The fed Reserve is committed to bringing down inflation and to maintaining the conditions for a healthy labour market.
Today we have some more key economic releases:
USA- Core Inflation Rate YOY (MARCH)- Forecast to rise by 0.1% to 5.6% and Inflation Rate YOY (MARCH) forecasted to drop by 0.8% to 5.2%
UK- BOE Governor Andrew Bailey Speech due out today at 2PM talking about ‘The shifting risk landscape’.
BoC Interest Rate Decision– Forecast to remain the same at 4.5%.
Some sections of the market are expecting 50 basis points cut by the end of the year, this was fuelled by last month’s banking issues across USA & Europe, despite Canada’s economy and labour market performing better than expected.

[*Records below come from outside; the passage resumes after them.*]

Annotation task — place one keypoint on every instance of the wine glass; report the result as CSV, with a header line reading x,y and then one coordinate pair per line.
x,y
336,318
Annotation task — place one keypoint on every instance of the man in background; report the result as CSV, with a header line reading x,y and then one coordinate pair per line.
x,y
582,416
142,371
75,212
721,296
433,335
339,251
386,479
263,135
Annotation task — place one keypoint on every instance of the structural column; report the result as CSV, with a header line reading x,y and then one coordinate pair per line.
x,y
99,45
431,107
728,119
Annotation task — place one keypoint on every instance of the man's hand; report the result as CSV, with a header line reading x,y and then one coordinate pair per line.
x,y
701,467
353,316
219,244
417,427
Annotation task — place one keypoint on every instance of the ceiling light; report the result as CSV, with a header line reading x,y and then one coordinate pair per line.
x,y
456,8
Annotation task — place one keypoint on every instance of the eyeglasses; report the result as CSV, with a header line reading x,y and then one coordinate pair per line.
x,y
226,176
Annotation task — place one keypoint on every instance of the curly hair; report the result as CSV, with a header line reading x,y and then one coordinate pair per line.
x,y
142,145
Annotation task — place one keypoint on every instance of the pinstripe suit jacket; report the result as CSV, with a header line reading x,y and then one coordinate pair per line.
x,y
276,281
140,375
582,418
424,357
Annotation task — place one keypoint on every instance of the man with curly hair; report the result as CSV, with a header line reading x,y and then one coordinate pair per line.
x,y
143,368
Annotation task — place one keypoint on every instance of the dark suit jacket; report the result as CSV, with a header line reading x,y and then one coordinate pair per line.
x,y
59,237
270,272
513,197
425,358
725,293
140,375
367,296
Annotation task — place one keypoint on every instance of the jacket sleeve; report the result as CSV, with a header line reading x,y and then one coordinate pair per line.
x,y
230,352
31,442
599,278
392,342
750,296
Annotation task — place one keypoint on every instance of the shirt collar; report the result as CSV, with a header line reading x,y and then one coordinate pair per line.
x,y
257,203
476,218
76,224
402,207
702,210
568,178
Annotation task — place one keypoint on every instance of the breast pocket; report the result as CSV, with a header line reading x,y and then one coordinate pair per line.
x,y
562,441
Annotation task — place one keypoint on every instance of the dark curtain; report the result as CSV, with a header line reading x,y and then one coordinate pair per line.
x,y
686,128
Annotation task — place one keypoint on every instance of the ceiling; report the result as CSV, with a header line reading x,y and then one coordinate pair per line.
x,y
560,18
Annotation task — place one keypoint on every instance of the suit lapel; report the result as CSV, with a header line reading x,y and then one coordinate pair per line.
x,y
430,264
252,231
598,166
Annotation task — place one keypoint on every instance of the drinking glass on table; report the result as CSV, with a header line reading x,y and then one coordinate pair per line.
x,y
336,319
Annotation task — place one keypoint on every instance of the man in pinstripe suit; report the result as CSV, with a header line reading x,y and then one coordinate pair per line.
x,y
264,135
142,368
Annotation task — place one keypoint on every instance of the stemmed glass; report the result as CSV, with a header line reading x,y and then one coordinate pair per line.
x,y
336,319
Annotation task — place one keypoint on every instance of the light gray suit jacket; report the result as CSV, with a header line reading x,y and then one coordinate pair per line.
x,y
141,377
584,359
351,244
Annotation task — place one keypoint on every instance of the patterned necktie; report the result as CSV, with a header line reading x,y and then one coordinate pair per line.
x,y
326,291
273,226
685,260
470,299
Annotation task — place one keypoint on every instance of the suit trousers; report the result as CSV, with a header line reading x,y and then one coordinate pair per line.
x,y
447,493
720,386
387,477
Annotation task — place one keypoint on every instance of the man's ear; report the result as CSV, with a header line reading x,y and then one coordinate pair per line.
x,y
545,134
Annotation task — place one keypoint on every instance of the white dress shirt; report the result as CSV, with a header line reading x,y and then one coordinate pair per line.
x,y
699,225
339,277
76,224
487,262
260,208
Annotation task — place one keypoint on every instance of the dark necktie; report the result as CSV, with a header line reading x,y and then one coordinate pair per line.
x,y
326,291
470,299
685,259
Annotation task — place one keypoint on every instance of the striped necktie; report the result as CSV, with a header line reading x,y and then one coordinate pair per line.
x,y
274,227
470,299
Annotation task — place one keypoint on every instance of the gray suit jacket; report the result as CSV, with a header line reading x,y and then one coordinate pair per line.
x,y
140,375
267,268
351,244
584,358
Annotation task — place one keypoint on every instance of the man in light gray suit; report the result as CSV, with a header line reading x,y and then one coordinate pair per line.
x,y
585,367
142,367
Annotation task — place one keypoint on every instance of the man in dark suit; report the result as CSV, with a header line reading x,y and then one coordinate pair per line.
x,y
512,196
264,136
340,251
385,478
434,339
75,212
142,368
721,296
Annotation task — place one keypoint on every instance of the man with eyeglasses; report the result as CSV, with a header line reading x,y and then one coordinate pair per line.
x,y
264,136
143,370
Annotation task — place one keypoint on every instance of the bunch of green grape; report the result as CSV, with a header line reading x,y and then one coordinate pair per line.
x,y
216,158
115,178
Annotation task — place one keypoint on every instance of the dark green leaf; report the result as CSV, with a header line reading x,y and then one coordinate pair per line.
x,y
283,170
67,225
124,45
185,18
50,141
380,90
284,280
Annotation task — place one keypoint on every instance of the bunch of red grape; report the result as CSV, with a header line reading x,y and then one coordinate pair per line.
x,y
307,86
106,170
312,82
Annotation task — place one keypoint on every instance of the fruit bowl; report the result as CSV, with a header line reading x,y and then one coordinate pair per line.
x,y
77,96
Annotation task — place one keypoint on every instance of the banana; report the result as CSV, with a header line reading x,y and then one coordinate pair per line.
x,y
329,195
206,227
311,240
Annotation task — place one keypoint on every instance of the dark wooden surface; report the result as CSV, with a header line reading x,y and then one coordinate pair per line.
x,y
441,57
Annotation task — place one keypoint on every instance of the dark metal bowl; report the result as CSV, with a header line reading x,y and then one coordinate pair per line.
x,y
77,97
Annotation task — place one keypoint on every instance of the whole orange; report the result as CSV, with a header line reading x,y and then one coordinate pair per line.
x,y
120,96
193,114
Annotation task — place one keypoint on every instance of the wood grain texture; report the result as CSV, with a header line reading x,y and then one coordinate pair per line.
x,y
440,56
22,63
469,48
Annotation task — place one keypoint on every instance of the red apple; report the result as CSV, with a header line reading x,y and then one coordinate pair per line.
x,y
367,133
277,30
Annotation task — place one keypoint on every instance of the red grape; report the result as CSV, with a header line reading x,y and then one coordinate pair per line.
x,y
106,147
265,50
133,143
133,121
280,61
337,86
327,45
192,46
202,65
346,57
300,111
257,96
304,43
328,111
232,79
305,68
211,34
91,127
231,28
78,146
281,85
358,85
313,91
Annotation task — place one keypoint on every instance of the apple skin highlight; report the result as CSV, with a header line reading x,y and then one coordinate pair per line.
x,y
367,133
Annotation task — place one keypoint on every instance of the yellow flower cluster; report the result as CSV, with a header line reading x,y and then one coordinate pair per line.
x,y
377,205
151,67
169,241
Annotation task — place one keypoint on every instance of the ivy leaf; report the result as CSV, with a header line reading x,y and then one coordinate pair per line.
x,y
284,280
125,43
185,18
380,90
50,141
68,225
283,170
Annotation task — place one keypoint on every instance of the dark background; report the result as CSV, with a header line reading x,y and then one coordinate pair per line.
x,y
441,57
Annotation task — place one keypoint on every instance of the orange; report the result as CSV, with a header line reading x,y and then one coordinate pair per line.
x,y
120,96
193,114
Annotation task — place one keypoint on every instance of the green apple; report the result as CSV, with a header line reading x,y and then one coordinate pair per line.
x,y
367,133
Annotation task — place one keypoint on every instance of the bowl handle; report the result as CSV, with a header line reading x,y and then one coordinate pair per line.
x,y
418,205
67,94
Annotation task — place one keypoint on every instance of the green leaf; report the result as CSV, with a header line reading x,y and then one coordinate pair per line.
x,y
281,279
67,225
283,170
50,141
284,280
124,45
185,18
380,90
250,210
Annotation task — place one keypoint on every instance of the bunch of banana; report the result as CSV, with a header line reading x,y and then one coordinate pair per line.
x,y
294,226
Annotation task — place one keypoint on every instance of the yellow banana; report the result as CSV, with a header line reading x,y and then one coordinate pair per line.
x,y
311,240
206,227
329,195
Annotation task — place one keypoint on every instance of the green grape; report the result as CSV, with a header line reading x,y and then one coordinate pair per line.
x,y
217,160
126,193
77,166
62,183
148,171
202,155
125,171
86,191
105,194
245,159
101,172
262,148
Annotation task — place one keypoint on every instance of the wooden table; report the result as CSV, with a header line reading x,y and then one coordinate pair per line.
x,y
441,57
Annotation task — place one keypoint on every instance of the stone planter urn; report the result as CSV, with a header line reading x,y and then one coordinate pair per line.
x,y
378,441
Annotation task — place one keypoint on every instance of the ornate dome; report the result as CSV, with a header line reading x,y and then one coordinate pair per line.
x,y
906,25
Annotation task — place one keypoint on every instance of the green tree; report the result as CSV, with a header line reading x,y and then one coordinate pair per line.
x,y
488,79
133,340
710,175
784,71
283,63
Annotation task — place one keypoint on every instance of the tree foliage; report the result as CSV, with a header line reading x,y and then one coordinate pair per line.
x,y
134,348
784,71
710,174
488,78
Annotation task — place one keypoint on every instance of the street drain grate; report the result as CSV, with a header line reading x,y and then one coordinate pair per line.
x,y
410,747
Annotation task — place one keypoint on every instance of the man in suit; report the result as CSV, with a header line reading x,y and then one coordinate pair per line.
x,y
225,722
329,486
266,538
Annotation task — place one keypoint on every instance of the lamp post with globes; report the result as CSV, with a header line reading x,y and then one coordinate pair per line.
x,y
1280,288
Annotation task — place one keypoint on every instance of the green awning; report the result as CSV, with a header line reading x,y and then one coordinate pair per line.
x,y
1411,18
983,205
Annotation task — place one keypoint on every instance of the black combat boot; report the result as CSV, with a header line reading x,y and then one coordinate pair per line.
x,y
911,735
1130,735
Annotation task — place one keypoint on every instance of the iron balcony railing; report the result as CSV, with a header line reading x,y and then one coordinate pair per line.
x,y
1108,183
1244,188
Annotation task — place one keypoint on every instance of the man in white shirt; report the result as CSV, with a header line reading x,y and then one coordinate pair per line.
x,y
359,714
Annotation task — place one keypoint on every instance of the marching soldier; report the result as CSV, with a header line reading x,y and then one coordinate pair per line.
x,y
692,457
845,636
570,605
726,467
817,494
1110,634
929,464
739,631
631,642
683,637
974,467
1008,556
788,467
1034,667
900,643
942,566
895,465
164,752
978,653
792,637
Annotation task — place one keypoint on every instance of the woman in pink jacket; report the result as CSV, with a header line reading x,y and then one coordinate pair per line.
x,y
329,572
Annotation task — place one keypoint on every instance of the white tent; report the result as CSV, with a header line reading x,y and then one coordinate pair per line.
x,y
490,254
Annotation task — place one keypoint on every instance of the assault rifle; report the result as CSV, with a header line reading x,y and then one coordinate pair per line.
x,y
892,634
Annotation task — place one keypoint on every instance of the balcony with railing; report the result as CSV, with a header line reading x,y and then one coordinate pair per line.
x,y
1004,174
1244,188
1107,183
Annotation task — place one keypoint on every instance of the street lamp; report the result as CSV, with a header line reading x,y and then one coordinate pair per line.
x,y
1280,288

Last month BoC was the first major bank to issue a ‘conditional pause’ and all 33 economists polled said that rates will be paused at 4.5% –
23 of 32 economists said rates will remain unchanged for the rest of 2023 and 7 expect at least 25 basis points cut by the end of 2023.
In January, the economy was said to have grown 1.7% since the previous quarter, this was against a 0.3% expected contraction and the BoC’s growth projection of 0.5%. That said, inflation is still running twice the 2% target at 5.2%
Finally, the USA FOMC Minutes is expected to release at 7PM and should provide some insight on forthcoming rate hikes.
The Fed is hoping to take rates to 5.1% by the end of 2023, which implies at least 1 more 25 basis points hike before pausing.